Parallelformers is a library based on Megatron-LM. It is integrated very well with Huggingface library. The models in the Huggingface library can be parallelised with a single line of code. Currently it supports only inference.

from transformers import AutoModelForCausalLM, AutoTokenizer
from parallelformers import parallelizemodel = AutoModelForCausalLM.from_pretrained("EleutherAI/gpt-neo-2.7B")
tokenizer = AutoTokenizer.from_pretrained("EleutherAI/gpt-neo-2.7B")

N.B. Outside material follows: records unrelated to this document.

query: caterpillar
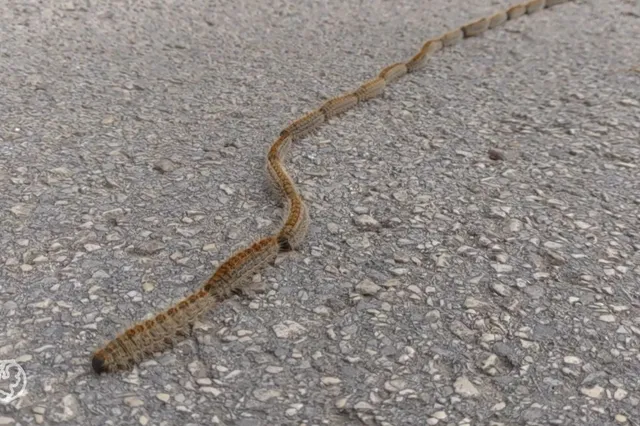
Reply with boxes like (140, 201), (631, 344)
(91, 0), (571, 374)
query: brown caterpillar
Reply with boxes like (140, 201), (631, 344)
(91, 0), (570, 373)
(320, 94), (358, 120)
(91, 236), (280, 374)
(353, 77), (387, 102)
(378, 62), (407, 84)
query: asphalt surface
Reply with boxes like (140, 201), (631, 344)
(0, 0), (640, 426)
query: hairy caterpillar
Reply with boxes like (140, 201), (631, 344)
(91, 0), (570, 373)
(353, 77), (387, 102)
(280, 110), (324, 140)
(378, 62), (407, 84)
(91, 236), (280, 374)
(320, 94), (358, 120)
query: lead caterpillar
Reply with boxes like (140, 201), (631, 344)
(91, 0), (571, 374)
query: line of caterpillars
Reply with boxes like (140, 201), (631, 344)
(91, 0), (570, 374)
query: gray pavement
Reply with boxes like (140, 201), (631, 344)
(0, 0), (640, 426)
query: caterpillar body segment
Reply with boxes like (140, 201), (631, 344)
(378, 62), (408, 84)
(489, 10), (509, 29)
(320, 93), (358, 120)
(527, 0), (546, 15)
(507, 3), (527, 21)
(202, 235), (279, 300)
(440, 28), (464, 47)
(267, 131), (293, 159)
(407, 39), (444, 72)
(278, 197), (311, 251)
(353, 77), (387, 102)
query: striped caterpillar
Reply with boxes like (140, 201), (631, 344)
(91, 0), (571, 374)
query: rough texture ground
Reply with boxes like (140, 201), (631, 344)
(0, 0), (640, 426)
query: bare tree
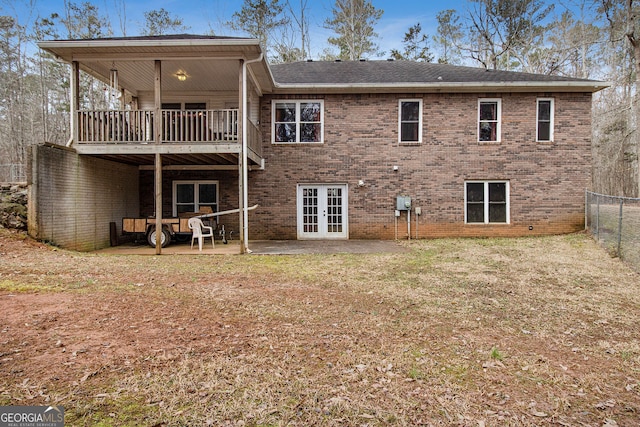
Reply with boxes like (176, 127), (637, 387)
(602, 0), (640, 196)
(391, 23), (433, 62)
(141, 8), (189, 36)
(433, 9), (464, 64)
(466, 0), (554, 69)
(325, 0), (383, 61)
(227, 0), (289, 52)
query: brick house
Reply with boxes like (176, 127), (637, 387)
(30, 36), (605, 252)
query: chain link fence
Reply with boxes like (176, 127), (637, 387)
(0, 163), (27, 182)
(585, 191), (640, 272)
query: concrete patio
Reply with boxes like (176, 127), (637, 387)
(95, 239), (408, 255)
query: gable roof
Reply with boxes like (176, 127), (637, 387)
(270, 61), (608, 92)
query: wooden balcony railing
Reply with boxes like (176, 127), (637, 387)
(77, 109), (241, 144)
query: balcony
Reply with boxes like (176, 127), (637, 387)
(76, 109), (262, 161)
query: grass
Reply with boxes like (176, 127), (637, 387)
(0, 234), (640, 426)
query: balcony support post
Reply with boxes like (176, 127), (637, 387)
(153, 60), (162, 255)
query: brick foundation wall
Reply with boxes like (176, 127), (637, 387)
(249, 93), (591, 239)
(28, 145), (140, 251)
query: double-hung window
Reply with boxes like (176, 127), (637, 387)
(271, 99), (324, 144)
(173, 181), (218, 216)
(478, 99), (502, 142)
(536, 98), (553, 142)
(464, 181), (509, 224)
(398, 99), (422, 143)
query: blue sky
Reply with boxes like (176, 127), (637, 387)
(0, 0), (467, 57)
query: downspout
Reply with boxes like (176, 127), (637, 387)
(242, 53), (264, 253)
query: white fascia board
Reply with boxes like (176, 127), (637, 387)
(274, 81), (611, 94)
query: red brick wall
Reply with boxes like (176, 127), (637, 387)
(249, 93), (591, 239)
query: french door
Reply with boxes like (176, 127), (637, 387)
(297, 184), (349, 239)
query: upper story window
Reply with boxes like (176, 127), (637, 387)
(478, 99), (502, 142)
(398, 99), (422, 143)
(173, 181), (218, 216)
(271, 99), (324, 144)
(536, 98), (553, 142)
(464, 181), (509, 224)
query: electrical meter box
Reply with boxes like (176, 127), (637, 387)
(396, 196), (411, 211)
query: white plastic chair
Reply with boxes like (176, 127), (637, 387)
(189, 217), (215, 252)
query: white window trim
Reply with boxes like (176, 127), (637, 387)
(464, 180), (511, 225)
(476, 98), (502, 144)
(398, 98), (422, 144)
(271, 99), (324, 145)
(536, 98), (556, 142)
(171, 180), (220, 217)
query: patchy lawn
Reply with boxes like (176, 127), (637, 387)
(0, 230), (640, 426)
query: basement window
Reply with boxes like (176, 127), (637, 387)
(173, 181), (218, 217)
(464, 181), (509, 224)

parallelize(model, num_gpus=2, fp16=True, verbose='detail')

5. ColossalAI

Colossal-AI provides a set of parallel components which we can use to implement our own distributed/parallel training. The following parallelisation strategies and enhancements are implemented

Data Parallelism
Pipeline Parallelism
1D, 2D, 2.5D, 3D Tensor Parallelism
Sequence Parallelism
Zero Redundancy Optimizer (ZeRO)
Heterogeneous Memory Management ( PatrickStar )
For Inference Energon-AI

6. Alpa

Alpa is a system for training and serving large-scale neural networks. Key features of Alpa are as follows

Automatic Parallelization. Alpa automatically parallelizes users’ single-device code on distributed clusters with data, operator, and pipeline parallelism.
Excellent Performance. Alpa achieves linear scaling on training models with billions of parameters on distributed clusters.
Tight Integration with Machine Learning Ecosystem. Alpa is backed by open-source, high-performance, and production-ready libraries such as Jax, XLA, and Ray.

7. Hivemind

Hivemind is a library for decentralized deep learning using Pytorch across the internet. Its intended usage is training one large model on hundreds of computers from different universities, companies, and volunteers.

Its key features are:

Distributed training without a master node: Distributed Hash Table allows connecting computers in a decentralized network.
Fault-tolerant backpropagation: forward and backward passes succeed even if some nodes are unresponsive or take too long to respond.
Decentralized parameter averaging: iteratively aggregate updates from multiple workers without the need to synchronize across the entire network (paper).
Train neural networks of arbitrary size: parts of their layers are distributed across the participants with the Decentralized Mixture-of-Experts (paper).

8. OneFlow

OneFlow is a deep learning framework designed to be user-friendly, scalable and efficient. With OneFlow, it is easy to:

program a model with PyTorch-like API
scale a model to n-dimensional-parallel/distributed exectution with the Global View API
accelerate/deploy a model with the Static Graph Compiler.

9. Mesh-Tensorflow

According to the github page : Mesh TensorFlow (mtf) is a language for distributed deep learning, capable of specifying a broad class of distributed tensor computations. The ‘Mesh’ here refers to the interconnected network of processors or compute devices.